Purchase-to-pay process

Purchase-to-pay or operational procurement is generally understood as part of sourcing that involves the actual buying of products and services. In simplified terms, a purchase is as simple as a work order within an already agreed commercial framework. Procurement and contract management usually ensures that the commercial framework relates to the price and scope and the possible sanctions in case the agreed terms are not fulfilled.

All purchases made under the framework agreement are managed by individual contracts (e.g. work order or purchase orders). Monitoring and control of the agreements are essential for two purposes:

  • Securing the suppliers adherence to the contract as the monitoring covers the volume, price changes and quality control
  • Securing internal control that only authorised purchases go through, ensuring that this process and the purchases are in line with the sourcing strategy and budgets. It also ensures that costs are allocated properly internally.

In many cases, the procurement and contract management work with Managed Service Providers (MSP) who operate as a broker with standardised contracts end terms.

A modern procurement and contract management capability is as automated as possible (e.g. systems integration) in order to:

  • Speed up the purchasing process
  • Allow spotting deviations in data
  • Use advanced data analytics
  • Follow price development
  • Observe how suppliers from two different framework agreements are performing compared to each other.


Vendor and contract management

Service management together with sourcing are responsible for developing and managing successful vendor relationships by adopting a clearly defined and structured governance model with regular meetings. On top of the existing services, the governance model also addresses the emerging opportunities brought forth by service development and potential new solutions.

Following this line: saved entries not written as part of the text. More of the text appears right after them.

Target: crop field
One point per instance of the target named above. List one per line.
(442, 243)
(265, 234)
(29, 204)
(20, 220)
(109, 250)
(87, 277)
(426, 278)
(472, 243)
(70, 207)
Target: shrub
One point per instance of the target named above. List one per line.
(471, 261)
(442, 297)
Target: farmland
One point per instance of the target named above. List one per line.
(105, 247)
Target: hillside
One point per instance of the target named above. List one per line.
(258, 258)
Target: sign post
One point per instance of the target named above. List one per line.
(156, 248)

Sourcing maintains a list of the company’s vendors and identifies the key vendors amongst them. Categorisation of vendors is essential to manage them all in a holistic manner. Vendors can be categorised based on their criticality or classified based on the individual vendor’s impact and value to the business, e.g. primary, complementary, or utility vendors.

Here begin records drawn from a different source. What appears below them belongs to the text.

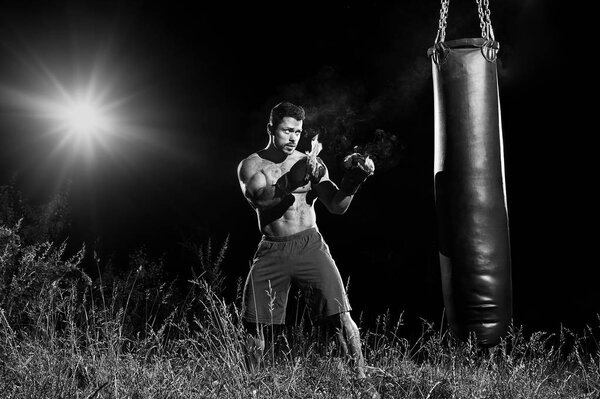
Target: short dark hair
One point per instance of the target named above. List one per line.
(284, 109)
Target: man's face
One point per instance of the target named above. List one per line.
(287, 134)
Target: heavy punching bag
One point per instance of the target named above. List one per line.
(470, 195)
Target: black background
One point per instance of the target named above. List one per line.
(205, 76)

The classification can be used further to form a proper governance model for the vendors. The classification also gives guidance on how to set up an adequate level of collaboration and performance management for each vendor. This limits the time and effort used in vendor meetings and enables focusing on the vendor relationships producing the most value. A good practice to engage vendors and vendor candidates in a meaningful dialogue is to host an annual or biannual vendor interaction session, where business technology management and vendor ecosystem share future outlook and development roadmaps and identify opportunities for alignment, additional business value and joint development initiatives.

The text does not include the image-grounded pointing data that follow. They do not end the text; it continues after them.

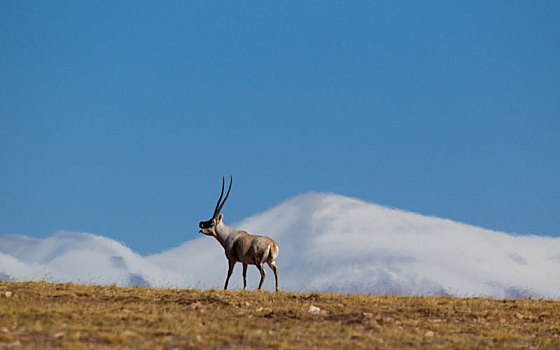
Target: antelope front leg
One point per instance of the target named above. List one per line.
(263, 274)
(244, 276)
(230, 270)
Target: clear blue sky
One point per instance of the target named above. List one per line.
(119, 119)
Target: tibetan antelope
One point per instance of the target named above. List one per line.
(240, 245)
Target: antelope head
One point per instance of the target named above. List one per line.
(209, 227)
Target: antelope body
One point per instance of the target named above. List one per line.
(241, 246)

Sourcing also maintains a contract repository containing all contracts including electronic versions with attachments as well as location references for the originals. A good practice is to write a contract summary document containing key information of the contract. Such key information also includes deviations to standard terms and conditions, validity period, contact persons and contract value.

Sourcing is responsible for the timely initiation and execution of contract revisions. It informs the service managers and service portfolio steering about expir­ing contracts. These, in turn, may authorise sourcing to renew contracts and/or initiate tendering. Service management ensures that vendor cooperation runs according to the agreed governance model on strategic, tactical and operational levels. Vendor management should focus on strategic and tactical levels and reduce the need for operational management by using IT Service Management Systems with real-time service information.

Apart from the sourcing lead, vendor management roles mostly belong to development and services disciplines depending on the phase and scope of the vendor cooperation. For example, a service manager responsible for the most critical service provider will also own the service contract and the vendor relationship as well as taking care of the cooperation on the tactical level.